However, Germany has an even higher percentage of renewable power production capacity: 52,43% according to data of https://www.energy-charts.de/power_inst_de.htm. In Germany, increasing amounts of renewables on the grid have clearly had a beneficial effect on the wholesale electricity prices. Why haven’t we seen the same effect in Spain?

The current situation of high prices and blackouts in some regions seems to point out that Spain has a shortage of power production capacity. However, as we can see on the website of Red Electrica, on Friday the 20th demand peaked at 40.294 MW. That is well below the total production capacity of 100.088 MW. It is even below the installed capacity of traditional thermal power production (coal and gas), which stands at 41.154 MW. Moreover, at the moment of peak demand, Spanish nuclear power stations were producing 7.100 MW, hydro power stations 6.168 MW, wind turbines 5.007 MW and photovoltaics 675 MW. Adding up the figures, you really don’t understand why prices were soaring that much.

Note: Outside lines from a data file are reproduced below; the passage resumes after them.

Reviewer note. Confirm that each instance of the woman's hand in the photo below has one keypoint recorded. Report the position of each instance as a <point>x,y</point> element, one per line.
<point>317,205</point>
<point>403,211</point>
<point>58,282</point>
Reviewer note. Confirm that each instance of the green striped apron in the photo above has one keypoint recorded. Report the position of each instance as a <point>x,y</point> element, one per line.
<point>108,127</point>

It is true that the supply and demand balance in Spain is getting more tight. With a recovering economy, Spain is seeing an increase in its power demand, +0,8% in 2016. At the same time, production capacity dropped 0,9%, due to the closure of carbon-fired power stations. However, the overall situation still looks very comfortable compared to other European countries like Belgium or France when it has nuclear power stations shut down. Then why are Spanish prices higher?

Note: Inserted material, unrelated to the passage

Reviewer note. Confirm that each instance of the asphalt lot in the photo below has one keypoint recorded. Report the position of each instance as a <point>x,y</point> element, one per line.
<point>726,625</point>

The Spanish power producers seem to be incapable of delivering a reliable, reasonably priced electricity to the grid. Germany’s 194.530 MW of available power capacity produced 648,2 TWh of electricity in 2016. That’s a utilization of the production apparatus of 3.322 hours. That’s a lot better than the Spanish power producers’ 2.500 hours with 100.088 MW of installed capacity producing just 250,266 TWh. Again, the high percentage of renewable energy in Spain is not an excuse, as Germany’s having an even higher percentage.

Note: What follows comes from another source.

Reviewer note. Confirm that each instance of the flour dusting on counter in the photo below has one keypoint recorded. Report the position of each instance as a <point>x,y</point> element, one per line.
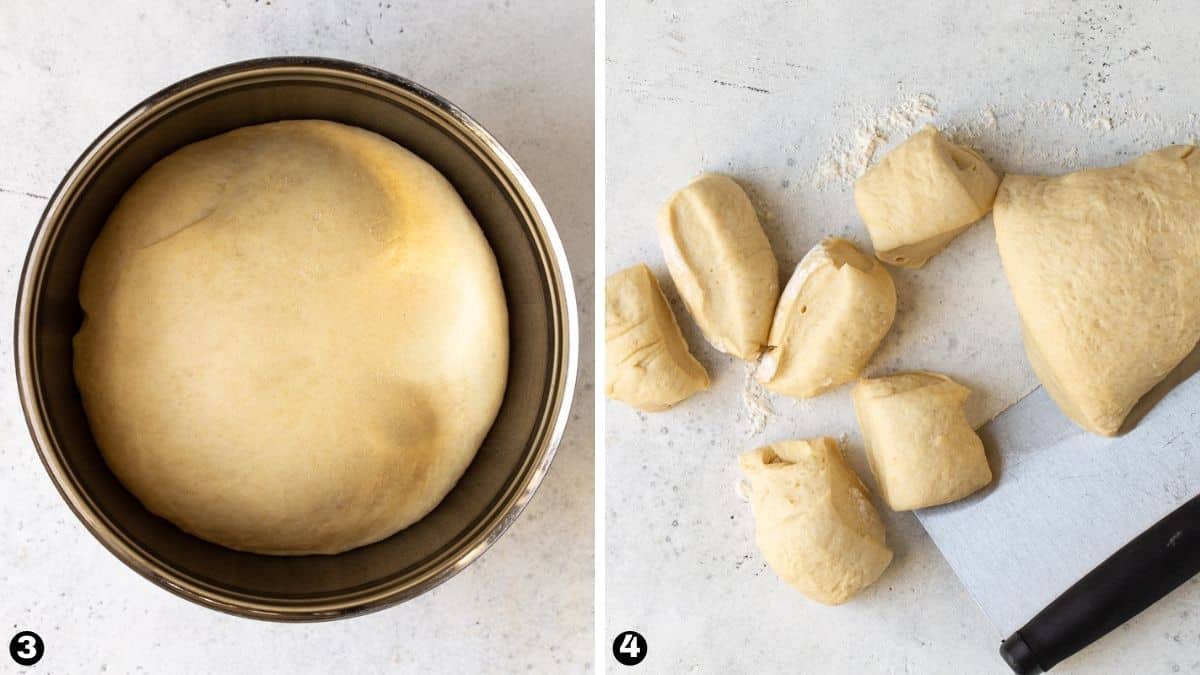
<point>850,155</point>
<point>756,402</point>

Minister Álvaro Nadal would better use the current situation to call upon the Spanish power production companies to improve their performance. Moreover, as we have mentioned before, the systems that organize Spain’s power supply and demand logistics are byzantine and dysfunctional. Get yourself on a plane, Mr. Nadal, and go and have a look at how other European countries managed to get their markets better organized. A better organization that results in a better utilization of the power production park and lower commodity prices for the end consumers.

Last week you could hear in the Spanish news that the high prices were due to the usage of “expensive” combined cycle gas-fired power stations. However, at the moment of peak demand last Friday, there was just 2.229 MW of such combined cycle power stations at work, which is less than 10% of the total installed capacity of 24.948 MW. It is a fact however, that the cost of producing electricity with a gas-fired power station is much more expensive in Spain than in other countries. This is due to the high price of gas.

Most of the natural gas in the Spanish energy market is still traded at prices indexed to oil markets. The recent increases of oil prices have therefore caused Spanish gas prices to increase. If you look at the pricing in the other European markets, determined by Hubs such as TTF where the demand and supply of natural gas itself is setting the price, you would say that the development of the Mibgas Hub in Spain is an excellent idea. However, an idea is only good when it’s well executed.

Last summer, we saw Mibgas prices trading at a level similar level as TTF. In May and June 2016, we even saw a lower Mibgas price than TTF on some days. This sparked hopes that we would finally see normal gas prices in Spain. However, as of August, the Mibgas price started to rise high above TTF. On the 13th of January, the Mibgas price was 21,14 euro per MWh more expensive than TTF or other Northern-European prices.

ttf-mibgas

Spanish gas suppliers (and analysts paying them lip service) point at two reasons for this:

1. The fact that LNG ships from Algeria for example, rather sail to Asia where gas prices are currently high.
2. The lack of interconnection capacity with France and the Northern European prices.

Yes, Asian prices are reducing LNG exports to Europe. But the 41,87 euro per MWh that you could get in Spain earlier this month, was about the highest price for natural gas on the planet at that moment, so why didn’t the ships come to Spain? Moreover, the “less LNG due to high Asian demand” counts for TTF just as well, so why is that price in Spain so much higher than in the North of Europe?

Lack of connection by pipeline to the North is also a fact. However, there is no country in Europe that has so much (unused) LNG import capacity as Spain. There is only 1.305 kilometer by sea between the ports of Zeebrugge and Bilbao. On the 13th of January, a trader could make 21,14 euro per MWh by loading LNG in Zeebrugge and sailing to Bilbao. That must be one of the most lucrative LNG trips in history. But no ships did it.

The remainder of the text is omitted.